Reroute, Don't Remove: Recoverable Visual Token Routing for Vision-Language Models
Researchers propose Reroute, a training-free method that improves vision-language model efficiency by recoverable token routing instead of permanent token removal. The approach dynamically reroutes less important visual tokens through decoder layers rather than discarding them, improving performance on grounding tasks while maintaining computational efficiency.
Vision-language models face a fundamental efficiency challenge: processing hundreds or thousands of visual tokens creates substantial computational overhead and memory consumption during inference. Current approaches use a rank-and-remove strategy, permanently discarding tokens deemed less important based on early-layer analysis. However, this irreversible pruning strategy overlooks a critical insight: token importance is not static across decoder depths. Tokens ranked as low-priority early in processing may become crucial for grounding-sensitive queries in later layers, making permanent removal suboptimal.

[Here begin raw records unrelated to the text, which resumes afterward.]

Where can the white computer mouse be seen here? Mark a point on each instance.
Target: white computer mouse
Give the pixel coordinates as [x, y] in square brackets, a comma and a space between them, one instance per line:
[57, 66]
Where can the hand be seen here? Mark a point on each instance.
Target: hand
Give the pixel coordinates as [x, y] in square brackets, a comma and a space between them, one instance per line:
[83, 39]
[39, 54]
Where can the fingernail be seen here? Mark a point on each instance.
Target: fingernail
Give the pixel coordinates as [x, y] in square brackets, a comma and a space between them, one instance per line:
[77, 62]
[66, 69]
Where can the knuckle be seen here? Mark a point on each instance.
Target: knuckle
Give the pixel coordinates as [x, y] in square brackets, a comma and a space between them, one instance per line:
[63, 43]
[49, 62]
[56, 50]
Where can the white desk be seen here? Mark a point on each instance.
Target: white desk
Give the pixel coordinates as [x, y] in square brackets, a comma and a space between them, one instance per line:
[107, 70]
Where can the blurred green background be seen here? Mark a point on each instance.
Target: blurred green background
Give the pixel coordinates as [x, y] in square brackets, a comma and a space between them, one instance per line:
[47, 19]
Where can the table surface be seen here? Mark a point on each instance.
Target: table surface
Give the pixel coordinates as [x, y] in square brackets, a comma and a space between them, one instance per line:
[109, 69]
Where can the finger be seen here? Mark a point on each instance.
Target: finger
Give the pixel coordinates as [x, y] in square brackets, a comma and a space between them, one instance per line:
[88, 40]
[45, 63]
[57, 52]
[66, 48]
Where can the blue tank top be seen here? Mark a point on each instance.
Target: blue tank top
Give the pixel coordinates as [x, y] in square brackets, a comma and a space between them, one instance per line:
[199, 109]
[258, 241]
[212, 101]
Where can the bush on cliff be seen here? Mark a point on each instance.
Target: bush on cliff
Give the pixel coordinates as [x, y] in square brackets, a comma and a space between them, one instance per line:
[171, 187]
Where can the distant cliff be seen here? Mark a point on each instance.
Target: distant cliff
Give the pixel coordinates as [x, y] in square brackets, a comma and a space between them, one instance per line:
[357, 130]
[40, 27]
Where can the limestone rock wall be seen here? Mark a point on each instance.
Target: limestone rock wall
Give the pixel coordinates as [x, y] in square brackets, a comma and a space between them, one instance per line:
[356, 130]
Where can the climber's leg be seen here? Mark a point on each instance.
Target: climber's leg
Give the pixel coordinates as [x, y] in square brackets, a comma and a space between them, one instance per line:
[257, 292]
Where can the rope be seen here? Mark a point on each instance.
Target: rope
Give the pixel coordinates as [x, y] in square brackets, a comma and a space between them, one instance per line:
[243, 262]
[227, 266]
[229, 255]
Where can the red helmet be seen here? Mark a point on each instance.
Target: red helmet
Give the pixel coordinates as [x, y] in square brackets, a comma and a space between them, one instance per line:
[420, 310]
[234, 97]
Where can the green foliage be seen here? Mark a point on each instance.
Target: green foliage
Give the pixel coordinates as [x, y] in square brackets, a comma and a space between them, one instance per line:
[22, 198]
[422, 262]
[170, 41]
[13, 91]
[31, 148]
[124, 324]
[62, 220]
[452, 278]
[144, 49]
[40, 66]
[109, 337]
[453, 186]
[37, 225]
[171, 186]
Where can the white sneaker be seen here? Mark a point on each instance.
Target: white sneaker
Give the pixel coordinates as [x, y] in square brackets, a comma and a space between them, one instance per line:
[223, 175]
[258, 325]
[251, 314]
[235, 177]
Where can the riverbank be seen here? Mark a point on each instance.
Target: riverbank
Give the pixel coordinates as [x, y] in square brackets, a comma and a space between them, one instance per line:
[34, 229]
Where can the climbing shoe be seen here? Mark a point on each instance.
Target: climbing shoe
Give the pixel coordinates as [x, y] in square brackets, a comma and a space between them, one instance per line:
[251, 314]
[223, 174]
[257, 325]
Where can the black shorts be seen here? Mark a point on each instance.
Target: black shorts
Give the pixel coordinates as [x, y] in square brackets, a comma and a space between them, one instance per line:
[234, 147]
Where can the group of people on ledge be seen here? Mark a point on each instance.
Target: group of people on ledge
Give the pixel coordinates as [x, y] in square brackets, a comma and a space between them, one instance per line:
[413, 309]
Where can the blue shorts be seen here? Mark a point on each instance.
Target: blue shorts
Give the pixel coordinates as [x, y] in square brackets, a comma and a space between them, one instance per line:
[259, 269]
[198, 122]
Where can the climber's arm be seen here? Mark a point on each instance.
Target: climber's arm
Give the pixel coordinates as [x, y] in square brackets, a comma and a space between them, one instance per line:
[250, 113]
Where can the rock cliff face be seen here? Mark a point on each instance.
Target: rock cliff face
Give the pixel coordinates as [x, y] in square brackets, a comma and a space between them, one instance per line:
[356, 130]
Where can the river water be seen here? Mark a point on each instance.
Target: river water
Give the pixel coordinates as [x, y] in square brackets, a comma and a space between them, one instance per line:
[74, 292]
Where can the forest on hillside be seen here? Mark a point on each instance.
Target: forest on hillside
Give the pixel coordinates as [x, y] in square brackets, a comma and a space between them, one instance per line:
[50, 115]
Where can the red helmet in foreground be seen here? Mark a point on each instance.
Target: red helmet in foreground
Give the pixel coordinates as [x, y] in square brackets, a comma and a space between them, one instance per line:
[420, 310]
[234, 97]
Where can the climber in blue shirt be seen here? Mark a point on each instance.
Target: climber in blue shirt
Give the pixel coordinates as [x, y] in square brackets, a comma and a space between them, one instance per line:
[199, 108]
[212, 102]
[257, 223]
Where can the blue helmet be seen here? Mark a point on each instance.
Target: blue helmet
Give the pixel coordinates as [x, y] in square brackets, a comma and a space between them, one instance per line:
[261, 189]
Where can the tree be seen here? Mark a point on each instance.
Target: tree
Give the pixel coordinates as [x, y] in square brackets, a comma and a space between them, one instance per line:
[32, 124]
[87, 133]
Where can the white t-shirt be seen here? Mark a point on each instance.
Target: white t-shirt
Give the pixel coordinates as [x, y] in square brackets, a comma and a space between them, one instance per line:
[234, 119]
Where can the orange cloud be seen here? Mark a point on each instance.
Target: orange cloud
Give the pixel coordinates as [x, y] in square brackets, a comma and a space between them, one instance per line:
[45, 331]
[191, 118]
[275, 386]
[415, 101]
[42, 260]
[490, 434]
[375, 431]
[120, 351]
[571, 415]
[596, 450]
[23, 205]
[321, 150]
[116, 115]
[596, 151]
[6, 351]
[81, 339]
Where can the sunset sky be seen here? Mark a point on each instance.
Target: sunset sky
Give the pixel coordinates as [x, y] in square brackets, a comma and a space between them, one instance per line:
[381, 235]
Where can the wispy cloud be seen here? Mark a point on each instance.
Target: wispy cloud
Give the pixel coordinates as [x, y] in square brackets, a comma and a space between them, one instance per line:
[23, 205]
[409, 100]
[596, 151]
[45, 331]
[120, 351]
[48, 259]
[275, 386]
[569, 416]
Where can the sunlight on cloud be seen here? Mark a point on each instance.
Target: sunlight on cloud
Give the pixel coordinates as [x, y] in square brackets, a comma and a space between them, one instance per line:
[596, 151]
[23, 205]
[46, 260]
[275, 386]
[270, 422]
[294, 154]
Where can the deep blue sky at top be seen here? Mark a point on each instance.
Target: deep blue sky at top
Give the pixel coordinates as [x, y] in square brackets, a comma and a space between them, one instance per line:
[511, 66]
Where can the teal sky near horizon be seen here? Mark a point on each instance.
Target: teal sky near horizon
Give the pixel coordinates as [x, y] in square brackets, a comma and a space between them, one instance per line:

Reroute addresses this limitation through recoverable routing, a paradigm shift in how the field approaches token reduction. Rather than deleting tokens, the method defers them to a candidate pool where they remain accessible at subsequent routing decision points. This approach preserves the theoretical computational budget and memory constraints of existing pruning methods while recovering performance on grounding tasks. The method operates as a training-free plug-in, making it easily compatible with existing token-reduction techniques like FastV, PDrop, and Nüwa across different model architectures including LLaVA-1.5 and Qwen.
The research demonstrates meaningful improvements in grounding accuracy under aggressive token reduction scenarios while maintaining general visual question-answering performance. This represents progress toward more efficient multimodal AI systems without sacrificing capability on specialized tasks. The broader implication suggests that VLM optimization should reconsider token reduction as a dynamic routing problem rather than static pruning, potentially opening new efficiency strategies for production deployments where both general capability and task-specific performance matter.
- →Reroute replaces permanent token removal with recoverable routing, allowing deferred tokens to re-enter consideration at later decoder layers.
- →The method improves grounding performance under aggressive token reduction while maintaining visual question-answering accuracy.
- →Token importance varies significantly across decoder depth, making static pruning strategies suboptimal for multimodal models.
- →Reroute operates as a training-free plug-in compatible with existing token-reduction methods without changing their computational budgets.
- →The approach suggests vision-language model optimization should treat token reduction as dynamic routing rather than irreversible pruning.